Advancing women into leadership roles in the sciences is critical to producing good science. Diversity in the scientific workplace generates more innovative solutions; diverse teams are more productive and produce more substantial research. Additionally, women scientists in senior and leadership roles are more likely to study the effects of sex on health and disease, which is essential to increasing the rigor and reproducibility of biomedical research.

In the United States, women enter graduate studies in the life sciences at about the same rate as men. It is after their studies that women’s advancement runs into the steepest barriers. For example, in biomedical sciences, women are underrepresented at the faculty level, particularly in mid- and senior-level positions. Similarly, women account for less than 20% of medical school deans and department chairs, despite comprising roughly half of medical school students.

blurb ORWH’s vision is a world in which women—especially women of color and women from other underrepresented populations—can fulfill their potential and contribute to advances in science. Through the Enhancing Faculty Gender Diversity Prize, we are working to create the supportive, inclusive, and equitable environment in which women graduate students can flourish and from which they can launch careers in biomedical and behavioral sciences. 

The coronavirus pandemic has added challenges for women in scientific research, increasing the potential value of the information shared via the Challenge Prize.

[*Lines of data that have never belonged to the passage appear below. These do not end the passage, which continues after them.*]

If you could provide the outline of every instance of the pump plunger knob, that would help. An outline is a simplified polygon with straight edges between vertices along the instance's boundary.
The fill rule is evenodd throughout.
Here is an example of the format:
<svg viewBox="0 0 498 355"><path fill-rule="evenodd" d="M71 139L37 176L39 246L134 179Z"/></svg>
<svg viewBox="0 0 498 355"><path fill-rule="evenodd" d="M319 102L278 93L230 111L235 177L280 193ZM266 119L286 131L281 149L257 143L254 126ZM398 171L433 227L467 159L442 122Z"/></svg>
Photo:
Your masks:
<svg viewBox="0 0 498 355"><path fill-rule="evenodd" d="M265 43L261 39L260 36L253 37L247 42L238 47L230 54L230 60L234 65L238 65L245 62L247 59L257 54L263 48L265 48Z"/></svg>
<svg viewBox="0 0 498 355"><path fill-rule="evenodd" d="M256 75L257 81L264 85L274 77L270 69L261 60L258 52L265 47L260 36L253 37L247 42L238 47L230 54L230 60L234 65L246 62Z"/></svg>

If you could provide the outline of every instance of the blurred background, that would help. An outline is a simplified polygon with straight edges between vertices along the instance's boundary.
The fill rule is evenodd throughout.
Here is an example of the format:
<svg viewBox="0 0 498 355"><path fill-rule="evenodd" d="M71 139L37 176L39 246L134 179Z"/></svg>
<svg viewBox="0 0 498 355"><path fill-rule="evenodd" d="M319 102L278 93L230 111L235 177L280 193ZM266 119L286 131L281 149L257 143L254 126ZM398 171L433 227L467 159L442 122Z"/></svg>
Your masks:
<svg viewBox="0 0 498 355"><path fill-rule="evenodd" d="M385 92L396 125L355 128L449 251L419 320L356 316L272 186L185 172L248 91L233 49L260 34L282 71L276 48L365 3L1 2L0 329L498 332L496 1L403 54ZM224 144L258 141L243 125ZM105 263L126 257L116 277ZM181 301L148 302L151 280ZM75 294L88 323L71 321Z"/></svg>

The creation of the prize reflects and furthers ORWH’s work over the past 30 years in advancing women in biomedical careers. It also is a part of the work of the NIH Working Group on Women in Biomedical Careers—which is co-chaired by NIH Director Francis S. Collins, M.D., Ph.D., and me, as ORWH Director—in coordinating and leading various efforts across NIH to address the underrepresentation of women in biomedical careers. Moreover, the prize advances the Trans-NIH Strategic Plan for Women’s Health Research—in particular, Strategic Goal 4, which states: “Promote training and careers to develop a well-trained, diverse, and robust workforce to advance science for the health of women.” 

Assisting NIH in the collection and aggregation of evidence-based practices from institutions across the country will be HeroX, a firm specializing in crowdsourcing solutions. The nonprofit organization Base 11 will manage institution engagement.

About the Prize: Eligibility for the prize competition is limited to U.S.-based accredited public or private nonprofit academic institutions that grant baccalaureate or advanced degrees in biomedical, behavioral, or health sciences. Up to 10 institutions will be awarded a prize of up to $50,000 each. Submissions to this prize competition will inform the development of a toolkit for wide dissemination of best practices, lessons learned, and transformative strategies and approaches.